Why has downtown Portland’s volume of campers surpassed that of all other campsites in the US? The answer is clear: if you’re looking for a campsite with abundant potable water, one can choose from countless national parks, from Yosemite to the Ozarks to Bryce National Canyon. But if you’re seeking an abundance of weed dispensaries or needle exchanges or the right to defecate publicly, you have essentially one choice: downtown Portland. There are countless national parks dotting the North American landscape which offer visitors the convenience of onsite firewood, but where else but Portland can you roast s’mores over the fires emanating nightly from the Mark O. Hatfield Federal Courthouse?

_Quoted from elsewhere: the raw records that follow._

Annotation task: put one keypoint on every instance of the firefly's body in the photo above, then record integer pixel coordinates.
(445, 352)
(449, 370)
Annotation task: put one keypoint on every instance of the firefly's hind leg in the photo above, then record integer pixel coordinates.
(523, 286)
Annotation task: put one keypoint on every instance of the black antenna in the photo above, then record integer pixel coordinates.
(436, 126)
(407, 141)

Oregon’s largest city prides itself on standing apart from other campsites. While lawn darts might be a suitable pastime at Shenandoah National Park, visitors to Rose City are more likely to be seen passing the time by tossing Molotov cocktails at the city’s increasingly small police force. What’s more, downtown Portland has a distinct “urban feel” noticeably lacking in Glacier National Park. Some call it Portland’s “X-factor” — and not just because of the strip clubs. Campers looking for park rangers to enforce local ordinances against littering, public intoxication, and open drug use are well advised to avoid Portland.
The Portland camping experience owes its exciting “anything goes” atmosphere to the city’s long tradition of evenly-divided government, featuring radical progressives on one side and Antifa goons on the other. While both sides differ on how best to go about destroying America’s social fabric, both agree that the city’s problems are due mainly to the racism of the overwhelmingly white constituents who put them in office.